As the coronavirus outbreak forced businesses all across the country to shutter their doors and embrace the work-from-home approach, in-person training hasn't been an option.
Luckily, there is an alternative available. With Virtual Instructor-Led Training (vILT), businesses can offer the same instructional experience regardless of whether everyone can be in the same physical space.
Traditional methodologies will need a makeover, and developing ways to foster genuine human connection will be critical. Amid an unprecedented period of transformation and disruption, the importance of having genuinely practical training and development can hardly be overstated.
One of the major challenges when moving to virtual learning is carrying over your goals and expectations. When it comes to virtual learning, a clear focus on the program goal is critical.
Follow these five steps to swiftly—and effectively—convert your instructor-led training (ILT) to a virtual format without losing an ounce of instructional integrity.
- Pinpoint the key learning objectives of the existing ILT. What are the things you want/need people to know/be able to do?
- Identify what existing ILT content is linked to those goals, then curate what to keep and what can go.
- Portion the existing ILT content into logical "buckets" and think about how to sequence it.
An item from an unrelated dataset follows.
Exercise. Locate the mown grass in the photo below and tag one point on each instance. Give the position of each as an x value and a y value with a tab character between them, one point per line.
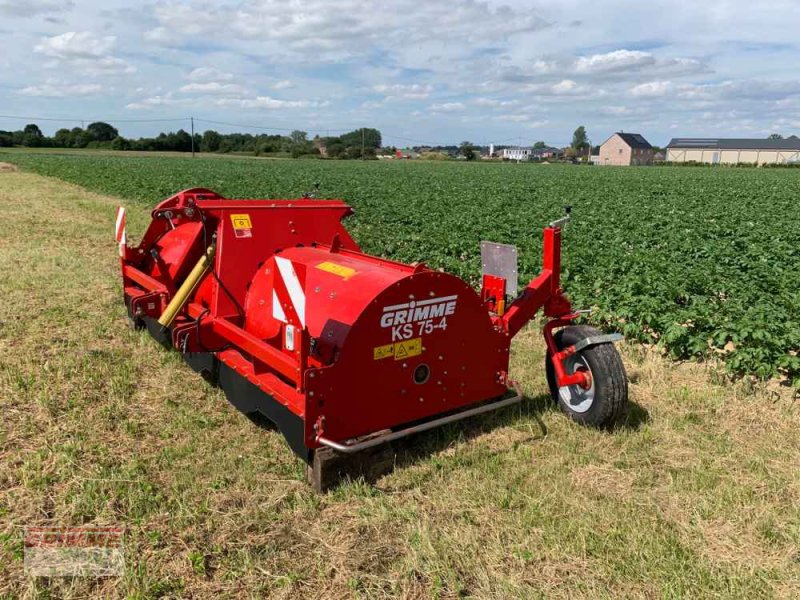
697	494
What should be taught first? Should each topic have its session, or should some topics be combined?
- Pinpoint what content can be completed offline (think pre-work, reading, and assessments) and what content requires facilitation (presentation of concepts, discussion-based content).
- If your content requires multiple sessions, think about what learners can do before and between each virtual instructor-led training (vILT) session. Try to build accountability for these tasks (cohorts or partners working together) and build contingencies in learning when this work does not get completed.
Tools to Speed Up Your Conversion
Here are some tools that you might find beneficial in launching virtual learning for larger groups:
- Polls are a great way to gather info in the moment and can build engagement for a live presentation.
- Whiteboards are a terrific tool to enable collaboration in real-time. Individuals can share thoughts and ideas while adding elements to a communal space, helping them feel more connected to the training.
- Chat windows, or the capability to "raise your hand" to talk, ensures that everyone has the opportunity to provide feedback—even those who might be introverted and normally reticent to add their voice at an in-person gathering.
- Breakout rooms are an great way to do synchronous, more profound work to bring back to the larger group. It would help if you considered providing additional instructions to ensure people know what they're doing. A moderator or facilitator can also ensure that the virtual rooms are working as anticipated and address any questions or issues that pupils may have.